Cooler weather and higher humidity, along with an influx of equipment and firefighters, aided the hard-pressed crews fighting some of the largest fires in recent state history, which continue to burn in the San Francisco Bay area.
Officials allowed some residents to reunite with their belongings, while plans are underway to repopulate other evacuated areas.
"We've had a lot of good success," said Mark Brunton, a state fire official battling a blaze in San Mateo and Santa Cruz counties, south of San Francisco.
But in the Santa Cruz area, officials pleaded for information on the whereabouts of Shane Smith, 21, and Micah Szoke, 37, to call the sheriff's department.
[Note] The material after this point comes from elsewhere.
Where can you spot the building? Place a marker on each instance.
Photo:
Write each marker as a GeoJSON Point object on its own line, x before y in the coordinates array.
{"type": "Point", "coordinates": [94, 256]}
Both men live in evacuation zones and were reported missing.
Solano County, north of San Francisco, began allowing people back home on Thursday.
In the heart of wine country, evacuation orders in Napa and Sonoma counties were lifted Wednesday for about 35,000 people who had been told to leave after lightning ignited dozens of blazes last week.
However, the fire in Yolo County jumped a highway and threatened homes near the community of Rumsey, prompting new evacuations Wednesday.
That fire, the site of five of the deaths, still threatened 30,500 homes and other buildings after destroying more than 1,000.
Meanwhile, many across northern California have been left homeless as the flames ravaged their homes.
Two of the dead were identified as Douglas Mai, 82, and Leon Bone, 64, both of Vacaville. They died on August 19.
Bone was nearly blind, couldn't drive and didn't have a phone, family members told KNTV-TV. "He was probably taken by complete surprise," said his cousin, Daniel Bone.
Bone had lived on the property his entire life and refused to move when his parents died, his cousin said.
"He was happy there and that's the only place he wanted to be," he said.
To the south, the fire in San Mateo and Santa Cruz counties was 35% contained.
The massive fires — coming months earlier in the season than expected — have already burned more than 2,000 square miles (5,200 square kilometers) and pushed firefighters to the breaking point, prompting some residents to form crews and fight them on their own.